Role of NADPH oxidase in tissue growth in a tissue engineering chamber in rats
Hachisuka, H., Dusting, G. J, Abberton, K. M, Morrison, W. A & Jiang, F. (2008). Role of NADPH oxidase in tissue growth in a tissue engineering chamber in rats. Journal of Tissue Engineering and Regenerative Medicine,2(7), 430-435. United States of America: John Wiley & Sons. Retrieved from https://doi.org/10.1002/term.115
Previously we described a subcutaneous arteriovenous loop (AVL)-based tissue engineering chamber system, which contains an intrinsic circulation circuit created by joining the proximal ends of the femoral artery and vein with a venous graft. We showed that nicotinamide adenine dinucleotide phosphate (NADPH) oxidase was involved in mediating neovascularization inside the chamber. However, the role of NADPH oxidase in tissue formation in the chamber is unknown. In this study, we examined the effects of gp91ds-tat, a peptidyl inhibitor of NADPH oxidase, on the growth of engineered tissue blocks, using a rat chamber model. Chambers containing the AVL were filled with Matrigel mixed with gp91ds-tat (100 µM) or the scrambled control peptide.

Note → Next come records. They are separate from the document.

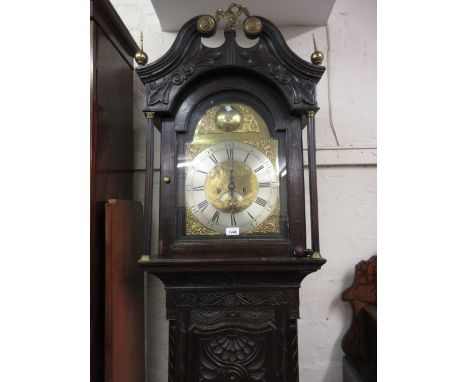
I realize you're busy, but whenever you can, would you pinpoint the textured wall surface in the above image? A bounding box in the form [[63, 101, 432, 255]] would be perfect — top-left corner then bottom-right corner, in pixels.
[[112, 0, 377, 382]]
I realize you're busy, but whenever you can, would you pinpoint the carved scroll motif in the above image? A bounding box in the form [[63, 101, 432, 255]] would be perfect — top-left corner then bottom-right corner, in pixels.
[[175, 291, 288, 307], [146, 43, 222, 106], [240, 44, 317, 105]]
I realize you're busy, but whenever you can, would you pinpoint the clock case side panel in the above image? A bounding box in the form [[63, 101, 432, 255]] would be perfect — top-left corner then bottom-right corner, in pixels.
[[158, 74, 306, 258]]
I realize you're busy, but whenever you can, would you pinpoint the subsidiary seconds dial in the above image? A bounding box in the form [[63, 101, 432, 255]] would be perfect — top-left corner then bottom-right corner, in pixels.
[[185, 141, 279, 234]]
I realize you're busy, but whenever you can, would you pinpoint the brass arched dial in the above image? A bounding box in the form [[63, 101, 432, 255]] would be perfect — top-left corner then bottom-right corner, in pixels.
[[185, 141, 279, 234]]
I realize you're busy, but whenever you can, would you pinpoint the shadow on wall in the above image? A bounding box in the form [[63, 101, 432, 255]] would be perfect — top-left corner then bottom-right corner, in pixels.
[[322, 268, 354, 382]]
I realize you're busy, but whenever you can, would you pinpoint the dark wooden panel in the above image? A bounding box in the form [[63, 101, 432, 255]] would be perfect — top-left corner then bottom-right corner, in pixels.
[[105, 200, 145, 382], [90, 0, 137, 382]]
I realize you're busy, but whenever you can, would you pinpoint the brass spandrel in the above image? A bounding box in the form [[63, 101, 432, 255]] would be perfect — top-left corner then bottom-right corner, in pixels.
[[185, 207, 220, 236]]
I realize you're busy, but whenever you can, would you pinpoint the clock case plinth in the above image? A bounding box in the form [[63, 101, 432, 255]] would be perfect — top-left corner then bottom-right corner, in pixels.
[[140, 258, 325, 382], [136, 17, 325, 382]]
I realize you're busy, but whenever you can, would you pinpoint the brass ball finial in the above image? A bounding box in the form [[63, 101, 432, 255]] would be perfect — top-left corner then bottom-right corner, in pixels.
[[197, 15, 217, 37], [310, 35, 323, 65], [243, 16, 263, 39], [135, 32, 148, 65]]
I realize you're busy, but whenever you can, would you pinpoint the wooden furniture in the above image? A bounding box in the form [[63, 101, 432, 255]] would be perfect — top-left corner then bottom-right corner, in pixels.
[[90, 0, 137, 382], [104, 199, 145, 382], [341, 256, 377, 382], [136, 6, 325, 382]]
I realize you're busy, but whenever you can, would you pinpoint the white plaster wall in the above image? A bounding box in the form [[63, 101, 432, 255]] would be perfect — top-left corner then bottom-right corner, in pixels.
[[112, 0, 377, 382]]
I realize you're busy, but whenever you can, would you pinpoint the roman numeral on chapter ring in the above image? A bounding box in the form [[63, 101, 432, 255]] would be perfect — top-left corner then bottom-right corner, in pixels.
[[231, 213, 237, 226], [211, 211, 219, 223], [254, 165, 265, 173], [198, 200, 208, 211], [255, 197, 267, 207]]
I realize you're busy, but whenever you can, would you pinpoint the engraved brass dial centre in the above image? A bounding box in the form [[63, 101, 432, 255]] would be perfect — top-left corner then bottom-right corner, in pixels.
[[205, 162, 258, 213], [215, 105, 244, 132]]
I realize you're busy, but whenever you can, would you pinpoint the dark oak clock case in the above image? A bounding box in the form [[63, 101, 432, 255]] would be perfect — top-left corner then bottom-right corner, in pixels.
[[136, 17, 325, 382]]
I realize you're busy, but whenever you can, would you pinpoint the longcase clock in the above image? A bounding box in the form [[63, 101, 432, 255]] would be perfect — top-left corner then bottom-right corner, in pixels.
[[136, 4, 325, 382]]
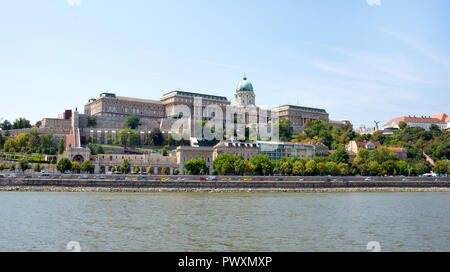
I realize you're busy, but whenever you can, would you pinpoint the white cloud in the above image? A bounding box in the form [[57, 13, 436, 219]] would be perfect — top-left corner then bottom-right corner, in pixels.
[[67, 0, 81, 6], [366, 0, 381, 6]]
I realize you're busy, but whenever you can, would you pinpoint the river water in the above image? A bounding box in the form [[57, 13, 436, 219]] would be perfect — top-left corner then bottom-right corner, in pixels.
[[0, 192, 450, 251]]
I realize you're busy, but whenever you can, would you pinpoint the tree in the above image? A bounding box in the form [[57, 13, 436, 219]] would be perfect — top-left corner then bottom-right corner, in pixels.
[[330, 146, 348, 163], [337, 162, 350, 176], [95, 145, 105, 154], [33, 163, 42, 172], [12, 118, 31, 129], [398, 121, 408, 130], [250, 155, 273, 176], [114, 128, 139, 147], [81, 160, 95, 174], [0, 120, 12, 130], [184, 158, 209, 175], [81, 160, 95, 174], [71, 162, 81, 173], [87, 117, 97, 127], [56, 158, 72, 173], [326, 162, 340, 176], [305, 160, 317, 176], [149, 128, 164, 146], [19, 159, 31, 172], [123, 114, 141, 129], [317, 162, 328, 176], [120, 160, 131, 174], [278, 118, 294, 141], [39, 134, 57, 155], [433, 160, 450, 175], [292, 161, 305, 176], [369, 161, 381, 176], [58, 139, 66, 155]]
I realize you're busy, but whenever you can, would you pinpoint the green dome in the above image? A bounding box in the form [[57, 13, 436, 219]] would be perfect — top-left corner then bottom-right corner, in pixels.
[[236, 77, 253, 92]]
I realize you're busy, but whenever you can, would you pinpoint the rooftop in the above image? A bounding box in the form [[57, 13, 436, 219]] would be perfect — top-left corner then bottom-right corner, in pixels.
[[274, 105, 327, 113], [162, 90, 228, 101]]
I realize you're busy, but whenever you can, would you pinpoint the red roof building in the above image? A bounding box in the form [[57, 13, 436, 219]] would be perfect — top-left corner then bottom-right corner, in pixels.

At 14 days, in control chambers, most of the Matrigel was replaced by granulation tissues; gp91ds-tat treatment significantly reduced the level of reactive oxygen species and retarded the tissue formation process. Although the total number of blood vessels per unit cellularized area was not different between two groups, most vessels in gp91ds-tat-treated tissues had smaller lumens as compared to control. The total area occupied by vessel lumens was much less in gp91ds-tat-treated tissues (10.3 ± 1.3% in control vs. 1.7 ± 0.5% in gp91ds-tat group; p < 0.001). In vitro, gp91ds-tat treatment reduced proliferation and migration of cultured microvascular endothelial cells. Our data suggest that inhibition of NADPH oxidase function retards tissue formation in the tissue engineering chamber, which may be related to the malformed new blood vessels in the engineered tissue.